Plain-Sawn Technique

(Top Half)

Quarter sawing produces both Rift (bottom right, either side of center) and Quartered (bottom left)

(Bottom Half)

The growth rings in plain-sawn lumber are at less than a 30° angle from the face of the board.
In rift-sawn lumber, they are at a 30° to 60° angle to face of the board.
In quarter-sawn material, growth rings are at a 60° to 90° angle to the face of the board.

All tree species have a physical characteristic called medullary rays which radiate out from the core or pith of the tree. Some species like oak have large rays while in others, the rays are small and do not significantly affect the appearance of the wood.
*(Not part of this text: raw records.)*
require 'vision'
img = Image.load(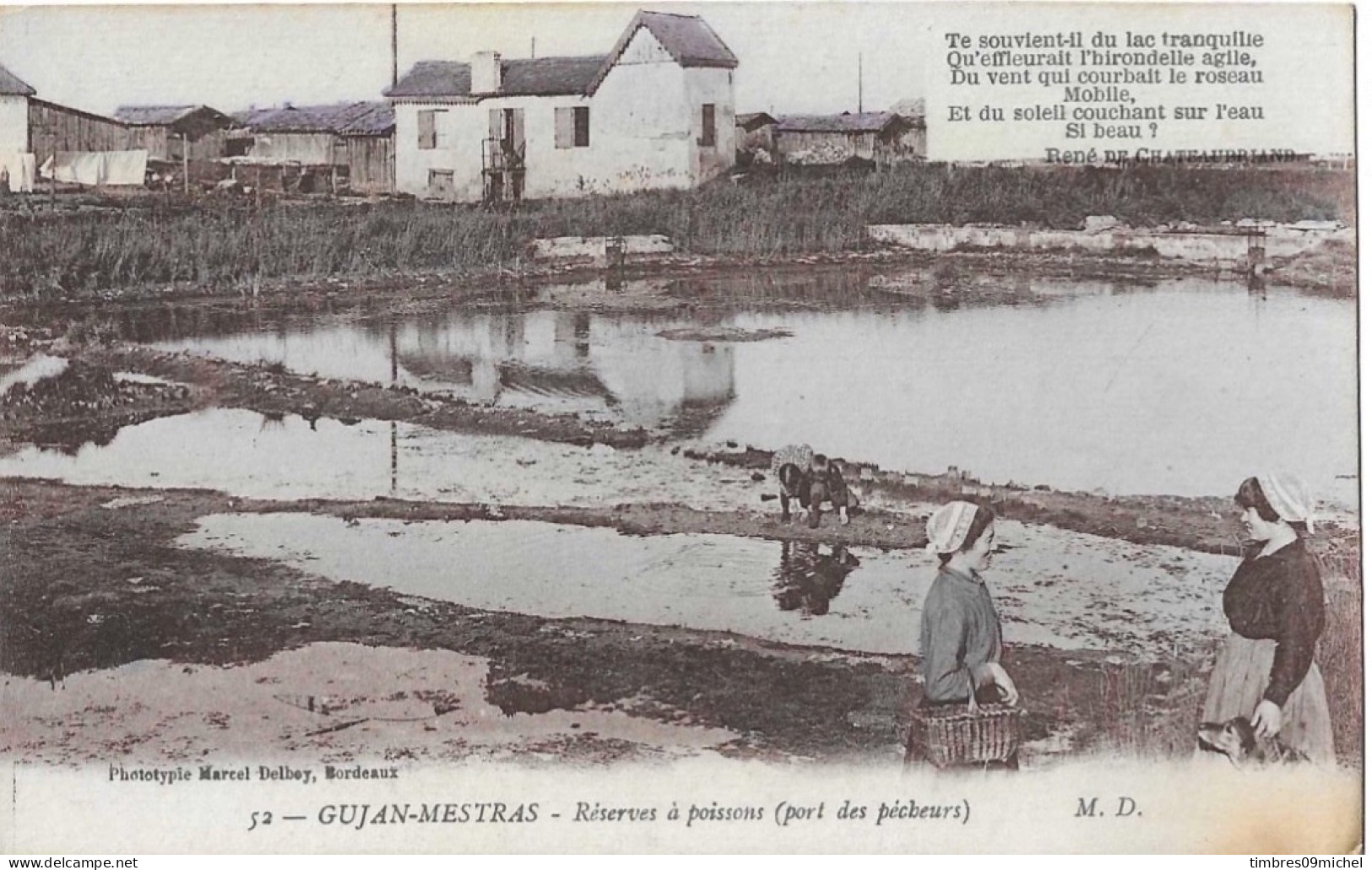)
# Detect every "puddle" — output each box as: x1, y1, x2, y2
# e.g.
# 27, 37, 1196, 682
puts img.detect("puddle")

When oak is quarter-sawn, the saw actually splits the large medullary rays lengthwise, causing it to appear shiny or reflective in what is typically called a ray/fleck figure (a pronounced physical feature that is often found in Arts & Craft-style furniture).  The angle of rift-sawn material is such that the medullary rays are cut at an angle instead of lengthwise, and the resulting grain has little ray/fleck and instead has a linear, comb-grain appearance.  Typically only the oaks are offered in either a mixed straight-grain selection of quarter/rift-sawn or also in a quarter-sawn selection showing lots of ray/fleck or in a rift-sawn selection showing straight grain and little ray/fleck.

Performance: Quarter-sawn vs. Plain-sawn

Appearance is not the only reason why quarter- or rift-sawn material is sought after. It also:

• Shrinks or swells less in width (ideal for flooring in extreme conditions)
• Reduces twisting, warping and cupping.
• Wears better as it is harder than flat sawn
• Has less propensity to surface check or split.
• Produces a better paint surface.

Quarter sawing is more of an art than plain sawing. It takes larger logs to quarter saw lumber, more production time in sawing each "quarter,” and wastes more of the log - all of which equates to a premium price for a premium product.

Veneer

Sliced Veneer

Pictures needed

Veneer can be sliced or rotary peeled. Veneer is sliced either from lumber or from half- or quarter-logs. Only the best quality logs (straight, mature, figured, free or nearly free of defect) are sliced as the resulting veneer generally goes into high-end applications such as architectural paneling, custom casework and furniture, and so forth.

Logs or lumber that is sliced such that the face of the veneer is tangential (or nearly so) to the growth rings is quarter-sliced. Veneer that is sliced in such a way that the face is perpendicular (or nearly so) to the growth rings is plain-sliced. The two types of grain orientation result in different appearances, with quarter-sliced material having a clean, linear look and plain-sliced a “cathedral” of “flame” pattern. Because sliced veneer can be sequenced on panels (i.e. successive leaves of veneer that come from a single log can be laid up side by side), the graining can be consistent and matching throughout an interior. This is not generally done with flooring that uses sliced veneer as a wear layer. 

Rotary Veneer

Pictures needed 

Veneer can be rotary peeled or sliced. Rotary veneer is peeled from whole logs. The log is placed on a machine that is basically a large lathe and spun at high speeds before engaging with a sharp knife that runs the length of the log and ‘peels’ the veneer away in a contiuous sheet until all that remains is a core. The graining of peeled veneer tends to be wild and random (in flooring, it most resembles plain-sawn wood [link]). While it is the most efficient way to produce veneer, because of its wild graining, rotary veneer is rarely used in architectural paneling.